The notes given to the New Times referring to Cabrera are dated Dec. 21, 2011, and include a hand-written note from Bosch expressing anger at Cabrera for $9,000 Bosch says he is owed. "In helping him, I put my business and all my doctors at risk by fabricating patient charts and phony prescriptions," the paper cites Bosch as complaining.

Blue Jays general manager Alex Anthopoulos did not respond to an e-mail request for an interview Tuesday, and Cabrera's agents, Sam and Seth Levinson, did not respond to a request for comment from The Associated Press.

Major League Baseball issued a release noting three of the players linked to the clinic had in fact been suspended by baseball – a reference to Cabrera, suggesting there was no evidence Cabrera did business with the clinic since his suspension ended.

At any rate, make no mistake: The focus is on Rodriguez, because this may be his BALCO.

Baseball couldn't make Bonds go away because he was on the verge of breaking Hank Aaron's all-time home-run record, so the sport held its nose as one of the game's most polarizing personalities of all time continued his climb.
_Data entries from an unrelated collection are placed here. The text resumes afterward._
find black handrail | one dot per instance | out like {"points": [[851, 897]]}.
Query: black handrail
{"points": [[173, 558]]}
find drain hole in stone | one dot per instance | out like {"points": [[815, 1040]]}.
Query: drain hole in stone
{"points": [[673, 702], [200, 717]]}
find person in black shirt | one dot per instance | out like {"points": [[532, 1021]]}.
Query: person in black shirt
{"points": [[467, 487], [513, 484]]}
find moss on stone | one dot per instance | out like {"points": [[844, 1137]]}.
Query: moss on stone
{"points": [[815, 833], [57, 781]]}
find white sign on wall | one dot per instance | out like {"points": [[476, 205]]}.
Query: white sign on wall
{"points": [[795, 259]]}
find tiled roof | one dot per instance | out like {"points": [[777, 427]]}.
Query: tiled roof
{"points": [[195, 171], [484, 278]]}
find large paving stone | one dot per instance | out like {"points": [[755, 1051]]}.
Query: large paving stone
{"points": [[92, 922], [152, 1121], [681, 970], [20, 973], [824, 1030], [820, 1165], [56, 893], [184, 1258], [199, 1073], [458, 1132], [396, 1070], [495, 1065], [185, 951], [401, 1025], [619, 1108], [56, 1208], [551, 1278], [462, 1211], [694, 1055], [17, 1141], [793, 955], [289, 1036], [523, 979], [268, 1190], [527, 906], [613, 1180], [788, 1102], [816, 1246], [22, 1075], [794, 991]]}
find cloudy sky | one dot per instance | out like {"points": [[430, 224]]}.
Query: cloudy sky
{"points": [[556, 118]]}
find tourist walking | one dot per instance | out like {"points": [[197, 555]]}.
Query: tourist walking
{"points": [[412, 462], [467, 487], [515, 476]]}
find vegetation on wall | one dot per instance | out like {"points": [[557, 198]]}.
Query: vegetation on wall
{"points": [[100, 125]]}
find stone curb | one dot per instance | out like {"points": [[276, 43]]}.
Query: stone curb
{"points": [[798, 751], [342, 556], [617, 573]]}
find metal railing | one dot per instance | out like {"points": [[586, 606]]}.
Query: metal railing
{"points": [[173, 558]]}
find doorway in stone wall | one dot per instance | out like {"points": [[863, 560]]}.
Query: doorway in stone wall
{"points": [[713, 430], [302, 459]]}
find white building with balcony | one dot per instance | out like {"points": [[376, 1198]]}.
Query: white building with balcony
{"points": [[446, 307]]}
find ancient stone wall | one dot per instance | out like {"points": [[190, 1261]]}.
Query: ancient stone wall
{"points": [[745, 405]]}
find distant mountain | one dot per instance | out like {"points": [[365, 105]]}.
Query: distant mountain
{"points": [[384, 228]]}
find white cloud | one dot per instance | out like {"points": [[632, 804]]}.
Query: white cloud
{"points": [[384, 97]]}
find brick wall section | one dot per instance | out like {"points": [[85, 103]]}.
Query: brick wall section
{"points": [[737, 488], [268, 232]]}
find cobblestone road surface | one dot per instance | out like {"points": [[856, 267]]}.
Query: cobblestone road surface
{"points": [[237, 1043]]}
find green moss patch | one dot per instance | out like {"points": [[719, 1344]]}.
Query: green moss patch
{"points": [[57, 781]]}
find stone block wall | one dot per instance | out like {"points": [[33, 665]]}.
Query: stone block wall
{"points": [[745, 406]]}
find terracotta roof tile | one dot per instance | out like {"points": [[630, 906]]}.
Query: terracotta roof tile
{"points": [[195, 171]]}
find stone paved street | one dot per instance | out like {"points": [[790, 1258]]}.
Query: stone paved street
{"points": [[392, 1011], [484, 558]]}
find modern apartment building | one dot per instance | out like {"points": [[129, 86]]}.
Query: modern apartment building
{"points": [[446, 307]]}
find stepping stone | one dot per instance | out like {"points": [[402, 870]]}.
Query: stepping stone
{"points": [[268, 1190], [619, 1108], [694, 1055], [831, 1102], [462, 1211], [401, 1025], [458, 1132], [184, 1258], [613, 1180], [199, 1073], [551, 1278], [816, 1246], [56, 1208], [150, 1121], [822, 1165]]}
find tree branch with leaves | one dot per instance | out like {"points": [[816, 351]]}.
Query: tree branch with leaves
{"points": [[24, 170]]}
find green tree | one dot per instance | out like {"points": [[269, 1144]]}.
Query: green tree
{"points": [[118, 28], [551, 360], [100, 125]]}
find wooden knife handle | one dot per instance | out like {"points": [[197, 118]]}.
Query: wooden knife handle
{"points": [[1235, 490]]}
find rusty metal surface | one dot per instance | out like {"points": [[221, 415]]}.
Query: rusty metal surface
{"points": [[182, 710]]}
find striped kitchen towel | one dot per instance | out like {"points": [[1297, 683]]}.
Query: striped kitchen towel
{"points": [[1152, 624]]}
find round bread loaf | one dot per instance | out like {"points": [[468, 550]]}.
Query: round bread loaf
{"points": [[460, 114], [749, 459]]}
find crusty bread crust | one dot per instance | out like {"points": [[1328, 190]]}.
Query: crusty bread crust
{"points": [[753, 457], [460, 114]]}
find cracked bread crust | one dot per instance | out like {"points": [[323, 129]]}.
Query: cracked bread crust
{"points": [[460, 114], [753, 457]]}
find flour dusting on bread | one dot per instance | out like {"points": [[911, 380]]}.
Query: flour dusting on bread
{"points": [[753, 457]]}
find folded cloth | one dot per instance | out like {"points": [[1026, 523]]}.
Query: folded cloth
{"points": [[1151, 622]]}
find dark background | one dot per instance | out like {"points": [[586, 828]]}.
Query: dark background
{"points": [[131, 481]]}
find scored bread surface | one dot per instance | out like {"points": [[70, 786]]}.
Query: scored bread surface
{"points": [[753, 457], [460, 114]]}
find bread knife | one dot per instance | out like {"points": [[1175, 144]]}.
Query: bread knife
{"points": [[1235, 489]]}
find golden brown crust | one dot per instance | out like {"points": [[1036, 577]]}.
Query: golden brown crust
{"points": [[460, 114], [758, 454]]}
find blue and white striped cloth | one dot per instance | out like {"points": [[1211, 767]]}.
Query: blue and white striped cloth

Bonds found solace in a hometown crowd in San Francisco that overlooked his flaws in favour of enjoying a once in a lifetime statistical ride.

But Rodriguez is disliked almost as much by Yankees fans as he is by fans on the road. Simply put: there isn't a person in the game who would care if A-Rod never returns to the game.

It's a huge fall for a player who was considered the heir to Bonds's home-run title, and it now seems as if baseball's steroid scandal morphs from a pox-on-all-their-houses thing to one of personal responsibility.

Bonds's transgressions were pre-testing era; this suggests at least some of A-Rod's were post-testing.

You thought Bonds was a pariah? Wait until you see what's left of A-Rod when this is done.